Image-based robotics, and more generally, preoperative planning, present significant benefits to TKA workflows. Two-dimensional-to-three-dimensional reconstruction technologies present the opportunity to significantly increase access to these solutions by eliminating the necessity for a preoperative CT scan [
12,
16]. However, due to the paucity of information in plain-film X-rays, these technologies face significant challenges in providing the needed accuracy. In addition, these technologies are often validated on cadaveric data, which is not reflective of real-world TKA patient anatomical characteristics. For example, Fernandes et al. [
9] supported further investigation into the real-world clinical value of an AI algorithm that demonstrated high accuracy in converting 2D X-rays to 3D bone models for TKA planning. When comparing the AI bone reconstructions to CT scans, four out of six anatomical measurement parameters showed mean absolute errors below 2 mm. Furthermore, when comparing the AI models to direct cadaveric bone measurements, five out of six parameters exhibited errors under 2 mm.
Victor et al. [
17] evaluated the precision of determining bony landmarks on knee CT scans and concluded that these landmarks can be determined with fairly high precision. CT scans allow for reasonably precise and reproducible localization of knee anatomy, facilitating surgical planning and assessment. The mean intra-observer error was approximately 1 mm for most anatomical landmarks, indicating good repeatability. However, the mean inter-observer error ranged from 0.3 to 3.5 mm, depending on the specific landmark, suggesting moderate variability between observers. Notably, femoral epicondyles and posterior points of the tibial condyles exhibited higher inter-observer variability, with mean errors exceeding 2 mm, while joint centers and condyle centers demonstrated lower errors, typically below 1 mm.
In this work, we demonstrate that the XPlan.ai™ X-ray-based reconstructions are sub-mm accurate in clinically relevant regions when compared to CT scans. Further research is warranted to assess the accuracy of CT scans and X-ray-based models when compared to physical bones. This assessment could be conducted using tools such as a laser scanner, digitizer, or similar physical measurement apparatus.
This study has several limitations.
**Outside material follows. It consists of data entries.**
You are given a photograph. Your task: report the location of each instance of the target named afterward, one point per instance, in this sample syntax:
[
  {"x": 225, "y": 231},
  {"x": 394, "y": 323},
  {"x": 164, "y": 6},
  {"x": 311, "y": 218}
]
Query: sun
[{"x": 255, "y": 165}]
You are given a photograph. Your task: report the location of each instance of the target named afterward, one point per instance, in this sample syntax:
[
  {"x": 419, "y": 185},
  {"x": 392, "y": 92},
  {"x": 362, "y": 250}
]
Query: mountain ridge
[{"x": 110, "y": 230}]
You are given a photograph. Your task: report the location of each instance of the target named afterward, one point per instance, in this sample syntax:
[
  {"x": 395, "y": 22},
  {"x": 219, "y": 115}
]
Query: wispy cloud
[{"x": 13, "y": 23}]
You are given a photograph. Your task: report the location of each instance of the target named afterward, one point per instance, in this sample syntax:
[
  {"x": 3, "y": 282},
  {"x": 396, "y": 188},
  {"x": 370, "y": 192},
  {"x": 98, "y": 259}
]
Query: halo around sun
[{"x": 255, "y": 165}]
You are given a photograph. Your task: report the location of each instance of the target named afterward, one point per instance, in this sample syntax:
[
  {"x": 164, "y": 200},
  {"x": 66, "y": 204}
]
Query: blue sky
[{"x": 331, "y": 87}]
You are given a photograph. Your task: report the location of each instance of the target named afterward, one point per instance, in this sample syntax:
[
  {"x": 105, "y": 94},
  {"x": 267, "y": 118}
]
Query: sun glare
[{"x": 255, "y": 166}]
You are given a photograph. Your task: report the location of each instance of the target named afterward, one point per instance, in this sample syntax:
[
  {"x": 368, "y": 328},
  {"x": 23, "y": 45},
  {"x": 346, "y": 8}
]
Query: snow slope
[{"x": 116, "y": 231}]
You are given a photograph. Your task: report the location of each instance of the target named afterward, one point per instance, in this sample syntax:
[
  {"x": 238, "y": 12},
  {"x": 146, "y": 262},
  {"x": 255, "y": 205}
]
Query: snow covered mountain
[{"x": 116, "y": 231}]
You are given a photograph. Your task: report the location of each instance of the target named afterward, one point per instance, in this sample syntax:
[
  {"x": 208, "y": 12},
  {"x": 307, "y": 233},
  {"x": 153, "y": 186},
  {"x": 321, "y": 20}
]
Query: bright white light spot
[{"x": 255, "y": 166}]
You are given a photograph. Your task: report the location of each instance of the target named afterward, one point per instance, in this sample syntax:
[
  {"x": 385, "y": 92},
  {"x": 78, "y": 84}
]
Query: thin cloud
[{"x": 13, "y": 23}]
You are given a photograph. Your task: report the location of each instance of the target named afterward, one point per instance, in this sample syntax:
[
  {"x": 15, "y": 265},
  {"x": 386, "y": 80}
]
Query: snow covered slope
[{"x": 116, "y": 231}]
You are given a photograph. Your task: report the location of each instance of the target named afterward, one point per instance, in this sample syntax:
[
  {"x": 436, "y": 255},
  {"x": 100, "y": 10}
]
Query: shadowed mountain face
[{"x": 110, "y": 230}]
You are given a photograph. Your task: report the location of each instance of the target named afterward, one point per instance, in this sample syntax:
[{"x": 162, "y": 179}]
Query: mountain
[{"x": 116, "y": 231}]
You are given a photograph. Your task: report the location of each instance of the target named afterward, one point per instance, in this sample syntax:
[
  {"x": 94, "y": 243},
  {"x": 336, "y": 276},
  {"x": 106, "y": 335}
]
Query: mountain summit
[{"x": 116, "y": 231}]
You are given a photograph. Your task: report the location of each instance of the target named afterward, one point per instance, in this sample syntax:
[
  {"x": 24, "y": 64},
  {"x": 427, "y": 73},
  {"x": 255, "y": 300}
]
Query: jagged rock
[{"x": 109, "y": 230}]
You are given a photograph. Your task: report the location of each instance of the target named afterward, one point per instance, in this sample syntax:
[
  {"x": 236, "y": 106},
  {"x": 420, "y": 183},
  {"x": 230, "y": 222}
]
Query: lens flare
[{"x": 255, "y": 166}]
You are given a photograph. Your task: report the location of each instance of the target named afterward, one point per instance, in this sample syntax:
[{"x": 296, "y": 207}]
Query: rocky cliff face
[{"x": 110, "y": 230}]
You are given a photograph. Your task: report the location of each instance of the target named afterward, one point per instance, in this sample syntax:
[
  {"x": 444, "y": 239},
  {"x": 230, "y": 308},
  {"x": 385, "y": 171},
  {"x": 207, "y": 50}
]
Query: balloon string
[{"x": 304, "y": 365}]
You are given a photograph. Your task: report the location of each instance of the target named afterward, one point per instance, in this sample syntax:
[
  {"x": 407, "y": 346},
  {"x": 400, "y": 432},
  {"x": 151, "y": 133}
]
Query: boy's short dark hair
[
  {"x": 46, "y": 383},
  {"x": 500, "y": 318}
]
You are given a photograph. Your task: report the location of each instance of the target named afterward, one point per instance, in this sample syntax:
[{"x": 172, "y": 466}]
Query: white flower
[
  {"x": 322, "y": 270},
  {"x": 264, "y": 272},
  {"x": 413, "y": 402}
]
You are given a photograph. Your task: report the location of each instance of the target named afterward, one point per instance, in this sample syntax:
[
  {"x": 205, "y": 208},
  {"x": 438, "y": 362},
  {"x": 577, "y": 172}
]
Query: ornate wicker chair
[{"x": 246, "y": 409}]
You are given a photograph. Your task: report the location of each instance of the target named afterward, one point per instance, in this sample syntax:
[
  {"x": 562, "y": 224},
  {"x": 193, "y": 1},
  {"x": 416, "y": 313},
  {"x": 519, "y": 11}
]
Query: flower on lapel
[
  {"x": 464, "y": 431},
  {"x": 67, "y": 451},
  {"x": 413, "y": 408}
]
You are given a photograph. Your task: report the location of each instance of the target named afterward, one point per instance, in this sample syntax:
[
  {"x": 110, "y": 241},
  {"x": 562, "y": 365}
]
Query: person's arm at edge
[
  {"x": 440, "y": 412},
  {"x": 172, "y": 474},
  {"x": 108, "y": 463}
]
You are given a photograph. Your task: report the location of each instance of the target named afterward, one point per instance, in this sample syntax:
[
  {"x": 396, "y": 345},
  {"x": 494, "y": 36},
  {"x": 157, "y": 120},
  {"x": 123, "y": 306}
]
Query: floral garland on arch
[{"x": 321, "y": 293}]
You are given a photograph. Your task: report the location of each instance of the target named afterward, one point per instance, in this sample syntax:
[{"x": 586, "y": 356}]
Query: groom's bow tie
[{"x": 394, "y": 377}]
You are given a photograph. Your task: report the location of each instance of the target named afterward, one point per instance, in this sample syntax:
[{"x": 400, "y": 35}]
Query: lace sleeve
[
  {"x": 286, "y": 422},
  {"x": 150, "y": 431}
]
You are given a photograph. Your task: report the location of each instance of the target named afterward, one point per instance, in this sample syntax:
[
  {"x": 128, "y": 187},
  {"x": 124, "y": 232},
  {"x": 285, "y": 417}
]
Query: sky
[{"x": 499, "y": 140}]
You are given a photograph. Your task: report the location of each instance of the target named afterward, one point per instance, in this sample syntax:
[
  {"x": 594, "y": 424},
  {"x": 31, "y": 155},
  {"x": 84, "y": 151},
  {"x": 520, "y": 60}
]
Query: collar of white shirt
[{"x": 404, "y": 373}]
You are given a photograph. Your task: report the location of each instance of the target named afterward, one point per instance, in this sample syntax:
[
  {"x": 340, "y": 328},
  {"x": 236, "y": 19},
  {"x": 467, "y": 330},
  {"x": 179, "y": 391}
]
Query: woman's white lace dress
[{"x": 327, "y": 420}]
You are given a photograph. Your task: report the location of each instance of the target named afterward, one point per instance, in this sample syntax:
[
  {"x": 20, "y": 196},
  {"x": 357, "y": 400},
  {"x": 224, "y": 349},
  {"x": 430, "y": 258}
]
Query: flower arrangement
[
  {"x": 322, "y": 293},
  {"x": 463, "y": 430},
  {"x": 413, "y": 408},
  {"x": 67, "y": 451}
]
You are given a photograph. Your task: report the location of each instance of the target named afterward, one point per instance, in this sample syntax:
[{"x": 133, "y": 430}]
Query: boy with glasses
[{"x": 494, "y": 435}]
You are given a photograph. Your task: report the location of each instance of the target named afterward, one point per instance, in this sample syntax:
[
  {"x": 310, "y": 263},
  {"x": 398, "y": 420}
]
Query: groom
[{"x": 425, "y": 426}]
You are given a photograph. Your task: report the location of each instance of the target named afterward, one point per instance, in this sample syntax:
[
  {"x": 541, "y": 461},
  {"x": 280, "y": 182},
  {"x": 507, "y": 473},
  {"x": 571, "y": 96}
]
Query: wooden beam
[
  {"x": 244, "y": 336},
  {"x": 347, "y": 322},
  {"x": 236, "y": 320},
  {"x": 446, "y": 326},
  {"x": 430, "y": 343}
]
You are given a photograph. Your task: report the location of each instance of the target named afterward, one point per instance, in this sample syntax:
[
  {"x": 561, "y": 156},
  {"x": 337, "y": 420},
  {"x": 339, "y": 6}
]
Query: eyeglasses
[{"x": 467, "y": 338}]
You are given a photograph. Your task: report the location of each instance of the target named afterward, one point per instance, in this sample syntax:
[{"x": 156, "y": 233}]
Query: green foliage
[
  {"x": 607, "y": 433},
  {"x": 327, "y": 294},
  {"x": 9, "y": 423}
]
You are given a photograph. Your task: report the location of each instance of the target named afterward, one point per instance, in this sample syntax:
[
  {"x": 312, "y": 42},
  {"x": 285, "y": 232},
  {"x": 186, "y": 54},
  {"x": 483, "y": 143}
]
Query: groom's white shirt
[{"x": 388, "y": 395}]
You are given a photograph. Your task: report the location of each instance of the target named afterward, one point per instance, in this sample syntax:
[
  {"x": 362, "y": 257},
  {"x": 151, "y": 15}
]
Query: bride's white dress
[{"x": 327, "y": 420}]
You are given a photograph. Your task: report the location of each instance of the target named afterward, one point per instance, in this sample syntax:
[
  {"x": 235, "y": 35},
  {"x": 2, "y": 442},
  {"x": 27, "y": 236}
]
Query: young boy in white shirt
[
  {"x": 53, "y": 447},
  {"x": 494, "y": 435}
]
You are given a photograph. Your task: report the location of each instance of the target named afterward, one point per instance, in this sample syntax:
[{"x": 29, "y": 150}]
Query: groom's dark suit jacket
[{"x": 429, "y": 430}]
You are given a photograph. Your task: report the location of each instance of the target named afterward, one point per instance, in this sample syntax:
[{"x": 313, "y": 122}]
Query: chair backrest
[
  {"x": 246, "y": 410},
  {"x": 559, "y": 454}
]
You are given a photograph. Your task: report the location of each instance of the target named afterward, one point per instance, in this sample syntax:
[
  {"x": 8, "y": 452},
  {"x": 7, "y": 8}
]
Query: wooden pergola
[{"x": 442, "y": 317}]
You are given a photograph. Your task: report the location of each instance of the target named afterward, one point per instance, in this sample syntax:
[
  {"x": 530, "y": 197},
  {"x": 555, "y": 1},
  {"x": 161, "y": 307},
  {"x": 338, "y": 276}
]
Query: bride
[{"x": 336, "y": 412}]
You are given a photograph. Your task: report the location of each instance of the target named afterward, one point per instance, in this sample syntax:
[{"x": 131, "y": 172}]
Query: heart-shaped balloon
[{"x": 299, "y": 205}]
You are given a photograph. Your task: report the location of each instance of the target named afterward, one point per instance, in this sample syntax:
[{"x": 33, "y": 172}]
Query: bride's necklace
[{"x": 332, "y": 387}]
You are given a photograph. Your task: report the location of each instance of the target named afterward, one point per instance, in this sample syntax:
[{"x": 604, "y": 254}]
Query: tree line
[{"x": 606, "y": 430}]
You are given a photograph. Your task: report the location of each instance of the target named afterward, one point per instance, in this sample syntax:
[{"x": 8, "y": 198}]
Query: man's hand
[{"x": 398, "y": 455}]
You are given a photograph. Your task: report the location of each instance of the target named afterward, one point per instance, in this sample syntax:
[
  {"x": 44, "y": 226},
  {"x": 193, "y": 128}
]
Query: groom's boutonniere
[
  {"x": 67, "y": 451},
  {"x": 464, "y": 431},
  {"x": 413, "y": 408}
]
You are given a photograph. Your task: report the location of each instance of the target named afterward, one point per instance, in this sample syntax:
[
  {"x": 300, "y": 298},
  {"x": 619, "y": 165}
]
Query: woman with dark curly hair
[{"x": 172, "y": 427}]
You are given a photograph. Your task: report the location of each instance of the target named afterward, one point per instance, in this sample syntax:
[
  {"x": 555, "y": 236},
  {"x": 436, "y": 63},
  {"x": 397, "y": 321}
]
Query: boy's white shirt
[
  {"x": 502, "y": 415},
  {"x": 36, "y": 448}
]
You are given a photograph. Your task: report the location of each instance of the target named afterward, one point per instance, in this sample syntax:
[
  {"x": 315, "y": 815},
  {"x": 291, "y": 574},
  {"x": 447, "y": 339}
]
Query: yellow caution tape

Firstly, the data was collected exclusively from a single medical center, involving a cohort of only 18 patients. Consequently, it is advisable to conduct broader investigations to validate and establish the robustness and generalizability of the system’s performance across diverse populations and healthcare settings. It is important to note that the bone landmarks and anatomical axes were determined through surgeon interpretation rather than direct measurement from the anatomical landmarks generated from the CT scan. In addition, clinical suitability was assessed in this study by specific relevant anatomical measurements performed on computerized 3D models. Further studies are recommended for direct assessment of solution performance in the prediction of actual implant sizes and locations in the context of a real-world surgical planning workflow. Additional application-specific measures, such as registration accuracy in robotic surgery workflows, should also be explored.